Individuals who work in California are protected from harassment and discrimination when they are performing the duties of their jobs. The laws that apply to many employers ensure that workers are not treated badly by their employers due to the workers’ races, genders, religious beliefs and other protected classes. Workers are also protected from sexual harassment when they are at work through the application of several important laws.
One particularly damaging form of sexual harassment that some workers face is quid pro quo harassment. This form harassment basically places a condition on an employee’s acquiescence to a sexual request to getting a positive employment action. For example, an employer may claim that a worker must go on a date with them if the worker wants to be considered for a promotion.

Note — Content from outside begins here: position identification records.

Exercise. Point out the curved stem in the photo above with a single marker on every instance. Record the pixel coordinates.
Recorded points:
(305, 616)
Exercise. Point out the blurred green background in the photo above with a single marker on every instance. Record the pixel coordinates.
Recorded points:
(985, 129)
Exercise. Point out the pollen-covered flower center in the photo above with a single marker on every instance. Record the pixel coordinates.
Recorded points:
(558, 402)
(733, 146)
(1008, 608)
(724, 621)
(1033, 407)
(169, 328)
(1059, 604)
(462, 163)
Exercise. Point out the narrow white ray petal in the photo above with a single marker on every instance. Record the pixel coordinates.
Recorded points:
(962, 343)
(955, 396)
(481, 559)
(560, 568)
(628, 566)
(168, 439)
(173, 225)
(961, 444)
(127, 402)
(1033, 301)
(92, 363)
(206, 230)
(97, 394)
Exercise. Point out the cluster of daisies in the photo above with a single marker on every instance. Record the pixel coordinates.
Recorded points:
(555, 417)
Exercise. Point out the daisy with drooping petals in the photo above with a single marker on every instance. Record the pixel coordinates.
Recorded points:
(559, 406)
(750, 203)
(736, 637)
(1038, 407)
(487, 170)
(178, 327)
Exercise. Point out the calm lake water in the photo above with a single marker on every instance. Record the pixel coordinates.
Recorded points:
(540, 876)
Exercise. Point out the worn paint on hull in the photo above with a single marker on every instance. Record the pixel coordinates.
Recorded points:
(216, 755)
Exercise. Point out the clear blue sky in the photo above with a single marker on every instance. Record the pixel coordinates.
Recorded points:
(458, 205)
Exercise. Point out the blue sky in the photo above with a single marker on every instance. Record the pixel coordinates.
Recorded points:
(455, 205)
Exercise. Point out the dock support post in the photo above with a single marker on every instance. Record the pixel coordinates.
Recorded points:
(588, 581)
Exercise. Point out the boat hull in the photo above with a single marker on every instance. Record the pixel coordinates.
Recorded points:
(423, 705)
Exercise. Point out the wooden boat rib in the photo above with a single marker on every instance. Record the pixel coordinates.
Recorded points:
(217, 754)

Employees should not have to leverage their emotions and bodies in order to get ahead in the workplace. As such, employers may not make hiring and firing decisions based on quid pro quo harassment, nor may they use it in the decision-making processes of promoting, demoting or changing work responsibilities for employees.
Quid pro quo translates to “something for something” and in the employment context the “something” that an employee gives to their employer should not be sexual in nature. A worker who performs their duties well and to the standards of their employer should not be asked for sexually-charged favors in order to get ahead. Any reader who has experienced quid pro quo harassment or any other form of harassment or discrimination in the workplace may have a claim against the entity which allowed them to experience such detriment.